According to the The Emily Post Institute, considered as a worldwide authority on social etiquette, "Greetings that involve touching are still not recommended at this time."
The institute said hugs, handshakes, fist-bumps are discouraged but cheerful waves are encouraged -- "'professional wave,' your 'zoom-meeting wave,' your 'I-love-you-Grandma wave”, your “I-haven’t-seen-you-and-I’m-trying-so-hard-not-to-hug-you wave...'”
It also suggests matching one's tone of voice to the occasion when greeting other people.
The institute was established in 1946 by author and socialite Emily Post (October 27, 1872 to September 25, 1960), best known for her book "Etiquette: In Society, In Business, In Politics and At Home,” published in 1922.
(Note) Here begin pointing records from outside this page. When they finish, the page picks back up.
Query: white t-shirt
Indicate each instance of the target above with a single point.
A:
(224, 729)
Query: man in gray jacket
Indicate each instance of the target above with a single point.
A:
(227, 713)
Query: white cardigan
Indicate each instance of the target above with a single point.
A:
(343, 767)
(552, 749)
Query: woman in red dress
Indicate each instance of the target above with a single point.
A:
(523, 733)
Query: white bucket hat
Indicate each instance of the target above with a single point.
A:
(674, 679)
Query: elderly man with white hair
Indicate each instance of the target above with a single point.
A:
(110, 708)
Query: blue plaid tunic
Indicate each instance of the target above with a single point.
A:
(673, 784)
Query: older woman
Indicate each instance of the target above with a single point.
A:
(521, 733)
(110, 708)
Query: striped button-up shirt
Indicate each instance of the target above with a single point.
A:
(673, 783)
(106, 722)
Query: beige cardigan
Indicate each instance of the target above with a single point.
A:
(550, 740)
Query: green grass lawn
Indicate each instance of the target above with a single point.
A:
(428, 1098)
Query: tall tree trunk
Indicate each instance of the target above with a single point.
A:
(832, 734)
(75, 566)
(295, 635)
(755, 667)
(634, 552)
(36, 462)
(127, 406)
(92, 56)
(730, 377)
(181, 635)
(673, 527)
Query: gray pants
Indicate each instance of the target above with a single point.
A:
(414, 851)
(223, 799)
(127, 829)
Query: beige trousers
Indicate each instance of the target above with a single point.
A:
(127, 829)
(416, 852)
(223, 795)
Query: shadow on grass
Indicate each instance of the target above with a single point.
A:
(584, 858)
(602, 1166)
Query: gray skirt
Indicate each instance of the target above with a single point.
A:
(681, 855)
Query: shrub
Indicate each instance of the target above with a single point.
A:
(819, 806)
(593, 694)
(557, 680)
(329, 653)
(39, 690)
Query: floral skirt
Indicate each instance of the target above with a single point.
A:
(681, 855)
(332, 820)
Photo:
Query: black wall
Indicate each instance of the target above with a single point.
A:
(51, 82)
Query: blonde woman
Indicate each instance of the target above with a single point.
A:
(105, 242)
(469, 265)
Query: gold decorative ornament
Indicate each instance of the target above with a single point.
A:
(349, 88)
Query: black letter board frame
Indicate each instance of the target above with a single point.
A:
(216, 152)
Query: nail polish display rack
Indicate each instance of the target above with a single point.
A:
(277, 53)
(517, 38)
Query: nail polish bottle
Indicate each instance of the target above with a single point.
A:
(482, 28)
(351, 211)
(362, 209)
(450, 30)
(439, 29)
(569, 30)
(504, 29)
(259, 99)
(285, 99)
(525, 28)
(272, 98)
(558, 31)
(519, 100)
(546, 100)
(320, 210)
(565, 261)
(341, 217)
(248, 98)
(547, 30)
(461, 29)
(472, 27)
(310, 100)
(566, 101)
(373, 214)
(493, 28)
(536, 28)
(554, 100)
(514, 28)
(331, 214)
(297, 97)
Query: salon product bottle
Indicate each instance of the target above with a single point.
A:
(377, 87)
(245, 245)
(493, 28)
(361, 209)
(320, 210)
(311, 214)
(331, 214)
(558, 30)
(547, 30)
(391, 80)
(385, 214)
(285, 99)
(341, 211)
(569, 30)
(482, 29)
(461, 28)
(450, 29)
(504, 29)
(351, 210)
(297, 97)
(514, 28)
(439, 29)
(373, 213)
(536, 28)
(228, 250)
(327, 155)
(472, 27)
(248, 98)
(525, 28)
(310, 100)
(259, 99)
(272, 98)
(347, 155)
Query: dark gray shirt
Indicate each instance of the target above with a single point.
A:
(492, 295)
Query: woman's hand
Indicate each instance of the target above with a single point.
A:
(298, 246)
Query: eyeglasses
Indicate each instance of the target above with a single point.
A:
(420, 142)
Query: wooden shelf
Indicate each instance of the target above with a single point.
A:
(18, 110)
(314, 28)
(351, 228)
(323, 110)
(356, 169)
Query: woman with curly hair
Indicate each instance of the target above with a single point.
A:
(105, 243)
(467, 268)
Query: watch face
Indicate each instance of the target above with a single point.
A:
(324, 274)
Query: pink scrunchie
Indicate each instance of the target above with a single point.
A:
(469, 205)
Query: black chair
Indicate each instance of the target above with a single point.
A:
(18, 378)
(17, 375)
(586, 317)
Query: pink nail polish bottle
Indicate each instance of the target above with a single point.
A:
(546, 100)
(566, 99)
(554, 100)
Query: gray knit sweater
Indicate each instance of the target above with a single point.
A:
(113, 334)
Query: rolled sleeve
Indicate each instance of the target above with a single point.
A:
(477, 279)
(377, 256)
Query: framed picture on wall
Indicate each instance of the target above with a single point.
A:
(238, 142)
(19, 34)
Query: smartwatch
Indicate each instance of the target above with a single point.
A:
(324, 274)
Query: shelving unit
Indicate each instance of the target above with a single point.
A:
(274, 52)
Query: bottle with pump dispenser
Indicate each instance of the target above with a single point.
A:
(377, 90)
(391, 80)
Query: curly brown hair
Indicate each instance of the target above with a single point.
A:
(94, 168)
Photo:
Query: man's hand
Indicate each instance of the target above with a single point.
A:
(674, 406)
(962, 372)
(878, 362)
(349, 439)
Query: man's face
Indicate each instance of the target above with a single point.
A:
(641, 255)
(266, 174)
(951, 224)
The institute is now being managed by members of the Post family.
Etiquette advice during pandemic
On Facebook, the institute has been giving practical advice on etiquette during the time of pandemic.
The institute said it considers safety above all when giving advice on etiquette, saying "we think first about safety and then about how to be kind and considerate and respectful when trying to be safe. Safety comes before etiquette. This doesn’t mean we toss consideration, respect, and honesty out the window."
The institute noted the importance of connecting with others during the pandemic.
"Reaching out to one another. Being patient and kind with each other. Listening to one another. Respecting one another. Helping those in need. These are the kinds of attitudes and actions that will carry us through. They often cost us nothing, and yet they can make an impactful difference," it said.